Published date: 27 June 2011 |
Published by: Reporter


There are several debt solutions available to those who have fallen into debt, but finding the right one for you can be confusing - particularly at a time when you may feel vulnerable and stressed, and have probably had enough of dealing with paperwork and mounting debt.

Debt is a massive problem in the UK. Millions of Brits are laden down with personal debt from their credit cards, loans and bank overdrafts.

If your debts begin to add up and become unmanageable, you can soon find yourself in a very difficult situation - where creditors are sending you worrying letters and the monthly interest added to your debt offsets the level of repayment you can afford.

If you're struggling with unmanageable debts, you may be eligible for one of several options - debt management, for example, or an IVA (Individual Voluntary Arrangement).

Below, we offer a simple introduction to one of these debt solutions: an IVA.

An Individual Voluntary Arrangement (IVA) is a legal contract between a borrower and their unsecured creditors.

To qualify for an IVA you will need to be struggling with unmanageable debts - that you don't think you'll be able to repay within a reasonable period of time.
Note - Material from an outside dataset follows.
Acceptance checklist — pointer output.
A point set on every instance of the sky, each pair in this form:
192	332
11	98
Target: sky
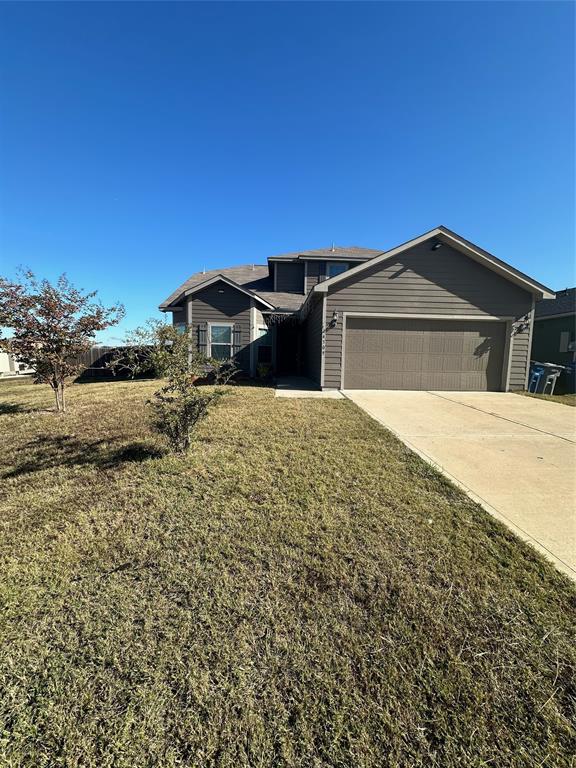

You'll also have to be able to commit to making regular reduced payments towards the debt.

If you enter an IVA…

An Insolvency Practitioner (IP) - the person 'in charge' of your agreement - will work out what you can afford to pay back each month and put this to your creditors in your 'IVA proposal'. It's important to note that in order for an IVA to begin, 75% of your voting creditors (by debt value) will need to agree to the terms.

If enough of your creditors agree, the interest on your debt is usually frozen.

If you're a homeowner, you may be required to release equity in your home during the final year of the agreement. What's more, because you're entering an insolvency procedure, your credit rating will be affected - which could make it harder and/or more expensive to obtain further credit for six years.

Another thing to bear in mind is that if you fail to make your IVA repayments (or do not follow the terms of the agreement) your existing creditors can, if they deem necessary, petition for your bankruptcy. However, if you're unable to make your repayments because your circumstances have changed slightly, you may be eligible for an IVA variation (a change in the terms of the agreement that will allow you to continue making payments towards your debts).

If you can stick to your agreement, though, and your IVA draws to a successful close (usually after five years), the unsecured debt you couldn’t afford to repay will be written off.